A Python package containing ORM models for a PostgreSQL database that powers a personal quantitative trading and investment analysis platform.

Overview

This package provides SQLAlchemy ORM models and database utilities for managing financial data, trading strategies, portfolio analytics, and market research.
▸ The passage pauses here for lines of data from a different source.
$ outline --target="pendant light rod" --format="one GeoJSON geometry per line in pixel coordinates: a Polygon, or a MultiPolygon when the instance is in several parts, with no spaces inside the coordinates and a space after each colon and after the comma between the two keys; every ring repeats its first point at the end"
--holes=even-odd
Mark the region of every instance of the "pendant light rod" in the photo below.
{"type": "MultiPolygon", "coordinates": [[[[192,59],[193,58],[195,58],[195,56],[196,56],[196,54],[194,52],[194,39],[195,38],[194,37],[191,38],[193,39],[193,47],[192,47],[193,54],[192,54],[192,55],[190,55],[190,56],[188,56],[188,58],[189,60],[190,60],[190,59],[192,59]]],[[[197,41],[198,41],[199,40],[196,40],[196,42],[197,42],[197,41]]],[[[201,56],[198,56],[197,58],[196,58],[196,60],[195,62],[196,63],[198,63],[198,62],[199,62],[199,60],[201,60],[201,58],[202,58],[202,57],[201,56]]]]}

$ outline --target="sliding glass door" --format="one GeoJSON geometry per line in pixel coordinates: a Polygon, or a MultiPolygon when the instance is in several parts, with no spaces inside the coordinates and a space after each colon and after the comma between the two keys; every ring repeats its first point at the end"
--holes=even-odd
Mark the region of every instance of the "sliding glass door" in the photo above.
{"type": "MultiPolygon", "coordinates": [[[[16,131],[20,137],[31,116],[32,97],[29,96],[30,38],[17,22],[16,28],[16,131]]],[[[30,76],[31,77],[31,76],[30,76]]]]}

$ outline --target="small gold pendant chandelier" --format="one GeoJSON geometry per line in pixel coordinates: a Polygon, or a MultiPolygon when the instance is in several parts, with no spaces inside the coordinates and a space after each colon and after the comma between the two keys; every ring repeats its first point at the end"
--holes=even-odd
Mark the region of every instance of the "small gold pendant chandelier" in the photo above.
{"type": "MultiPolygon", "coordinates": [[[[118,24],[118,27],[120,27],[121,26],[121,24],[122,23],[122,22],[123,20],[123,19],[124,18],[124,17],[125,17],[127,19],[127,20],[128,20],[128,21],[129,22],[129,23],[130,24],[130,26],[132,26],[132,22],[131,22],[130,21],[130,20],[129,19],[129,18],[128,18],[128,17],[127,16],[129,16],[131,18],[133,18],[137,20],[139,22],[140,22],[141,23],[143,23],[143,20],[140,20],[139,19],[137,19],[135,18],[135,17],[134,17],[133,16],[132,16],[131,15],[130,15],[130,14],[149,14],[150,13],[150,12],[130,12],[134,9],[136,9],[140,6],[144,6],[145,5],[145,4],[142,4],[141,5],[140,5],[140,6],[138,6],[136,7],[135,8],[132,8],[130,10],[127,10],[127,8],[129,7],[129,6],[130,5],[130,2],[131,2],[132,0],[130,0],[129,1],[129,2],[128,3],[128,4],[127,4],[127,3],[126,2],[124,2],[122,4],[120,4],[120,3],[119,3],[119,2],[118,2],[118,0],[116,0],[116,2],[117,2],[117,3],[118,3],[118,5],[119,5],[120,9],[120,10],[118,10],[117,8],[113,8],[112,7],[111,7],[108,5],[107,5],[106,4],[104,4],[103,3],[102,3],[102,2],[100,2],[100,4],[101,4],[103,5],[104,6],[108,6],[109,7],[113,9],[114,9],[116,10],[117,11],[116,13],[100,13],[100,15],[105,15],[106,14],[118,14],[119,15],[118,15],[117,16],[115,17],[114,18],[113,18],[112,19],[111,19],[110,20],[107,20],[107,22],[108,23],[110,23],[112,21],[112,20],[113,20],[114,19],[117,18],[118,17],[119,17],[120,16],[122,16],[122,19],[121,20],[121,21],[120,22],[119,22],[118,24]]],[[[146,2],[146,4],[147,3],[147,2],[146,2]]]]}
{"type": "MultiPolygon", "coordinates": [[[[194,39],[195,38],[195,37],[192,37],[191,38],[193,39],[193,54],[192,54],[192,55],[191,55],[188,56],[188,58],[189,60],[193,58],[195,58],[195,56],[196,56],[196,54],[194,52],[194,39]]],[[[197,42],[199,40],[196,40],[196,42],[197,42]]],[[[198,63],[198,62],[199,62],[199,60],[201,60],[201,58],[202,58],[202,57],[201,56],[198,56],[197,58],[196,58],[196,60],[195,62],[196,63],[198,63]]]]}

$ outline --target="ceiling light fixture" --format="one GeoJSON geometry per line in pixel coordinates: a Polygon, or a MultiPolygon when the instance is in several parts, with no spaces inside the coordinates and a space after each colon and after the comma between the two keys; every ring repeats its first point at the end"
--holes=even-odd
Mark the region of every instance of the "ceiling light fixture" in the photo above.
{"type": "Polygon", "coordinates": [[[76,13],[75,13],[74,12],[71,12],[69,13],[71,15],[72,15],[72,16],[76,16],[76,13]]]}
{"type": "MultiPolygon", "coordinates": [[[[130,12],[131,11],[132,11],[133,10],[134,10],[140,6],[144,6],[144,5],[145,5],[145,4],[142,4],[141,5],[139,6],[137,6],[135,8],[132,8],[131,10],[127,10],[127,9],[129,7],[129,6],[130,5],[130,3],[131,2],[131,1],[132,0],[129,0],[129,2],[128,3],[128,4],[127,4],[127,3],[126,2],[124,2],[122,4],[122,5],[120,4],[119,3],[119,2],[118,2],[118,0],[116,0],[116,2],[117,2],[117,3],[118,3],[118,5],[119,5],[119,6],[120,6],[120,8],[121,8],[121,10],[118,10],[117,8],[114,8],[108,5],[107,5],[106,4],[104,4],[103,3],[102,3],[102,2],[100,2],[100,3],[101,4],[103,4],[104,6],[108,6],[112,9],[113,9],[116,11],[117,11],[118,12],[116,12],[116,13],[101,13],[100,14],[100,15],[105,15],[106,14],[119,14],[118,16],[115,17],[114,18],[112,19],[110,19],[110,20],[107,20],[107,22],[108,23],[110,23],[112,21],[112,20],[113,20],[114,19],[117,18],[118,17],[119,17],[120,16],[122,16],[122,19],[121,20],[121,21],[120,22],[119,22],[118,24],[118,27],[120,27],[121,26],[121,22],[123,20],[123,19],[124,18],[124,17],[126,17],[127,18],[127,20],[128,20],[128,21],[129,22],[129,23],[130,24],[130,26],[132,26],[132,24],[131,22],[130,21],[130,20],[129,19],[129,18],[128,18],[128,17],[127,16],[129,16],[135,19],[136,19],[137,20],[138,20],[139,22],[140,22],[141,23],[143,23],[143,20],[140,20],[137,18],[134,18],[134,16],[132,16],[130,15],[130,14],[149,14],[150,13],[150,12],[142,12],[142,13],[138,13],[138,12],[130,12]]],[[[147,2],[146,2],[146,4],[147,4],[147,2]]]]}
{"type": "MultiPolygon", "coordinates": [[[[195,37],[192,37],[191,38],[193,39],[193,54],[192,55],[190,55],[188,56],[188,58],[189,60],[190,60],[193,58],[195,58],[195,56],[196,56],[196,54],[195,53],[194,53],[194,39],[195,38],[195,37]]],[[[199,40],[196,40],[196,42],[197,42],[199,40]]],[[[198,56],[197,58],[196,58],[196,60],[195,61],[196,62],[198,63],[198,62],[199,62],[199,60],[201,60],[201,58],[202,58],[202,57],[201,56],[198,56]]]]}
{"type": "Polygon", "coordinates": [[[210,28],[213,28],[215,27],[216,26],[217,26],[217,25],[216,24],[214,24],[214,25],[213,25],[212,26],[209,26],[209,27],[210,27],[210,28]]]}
The database serves as the backbone for a personal "quant hedge fund" project, storing everything from market data and content data.

Features

• Asset Models: AssetType and Asset tables for categorizing and managing financial instruments and various fiat and digital currencies
• Provider Models: ProviderType and Provider tables for handling data sources and exchanges
• Market Data Models: ProviderAssetMarket table for storing OHLCV and bid/ask price data
• Order Models: ProviderAssetOrder table for tracking trading orders between assets
• Content Models: ContentType, ProviderContent, and AssetContent tables for managing news articles and social content
• Sentiment Models: SentimentType and ProviderContentSentiment tables for analyzing content sentiment
• Asset Group Models: ProviderAssetGroup, ProviderAssetGroupMember, and ProviderAssetGroupAttribute tables for grouping provider assets and calculating aggregated statistical values
• Relation Models: ProviderAsset table for mapping relationships between providers and assets

Installation

From PyPI

pip install mc-postgres-db

From Source

# Clone the repository
git clone <repository-url>
cd mc-postgres-db

# Install using uv (recommended)
uv sync

Testing Dependencies

For testing, you'll also need Docker installed and running:

# Install Docker (if not already installed)
# On macOS with Homebrew:
brew install --cask docker

# On Ubuntu/Debian:
sudo apt-get update
sudo apt-get install docker.io

# Start Docker daemon
# On macOS: Start Docker Desktop
# On Linux: sudo systemctl start docker

Database Setup

1. PostgreSQL Setup: Ensure PostgreSQL is installed and running
2. Environment Variables: Set up your database connection string

   export SQLALCHEMY_DATABASE_URL="postgresql://username:password@localhost:5432/mc_trading_db"
   

Usage

Basic Queries

from sqlalchemy import create_engine, select
from sqlalchemy.orm import Session
from mc_postgres_db.models import Asset, Provider, ProviderAssetMarket

# Create database connection
url = "postgresql://username:password@localhost:5432/mc_trading_db"
engine = create_engine(url)

# Query assets
with Session(engine) as session:
    stmt = select(Asset).where(Asset.is_active)
    assets = session.scalars(stmt).all()
    asset_pairs = {asset.id: asset.name for asset in assets}
    print("Available assets:")
    for asset_id, asset_name in asset_pairs.items():
        print(f"{asset_id}: {asset_name}")

# Query market data
with Session(engine) as session:
    stmt = (
        select(ProviderAssetMarket)
        .where(
            ProviderAssetMarket.from_asset_id == 1,  # Bitcoin for example
            ProviderAssetMarket.to_asset_id == 2,    # USD for example
            ProviderAssetMarket.provider_id == 3,    # Binance for example
        )
        .order_by(ProviderAssetMarket.timestamp.desc())
        .limit(10)
    )
    market_data = session.scalars(stmt).all()
    for data in market_data:
        print(f"Timestamp: {data.timestamp}, Close: {data.close}, Volume: {data.volume}")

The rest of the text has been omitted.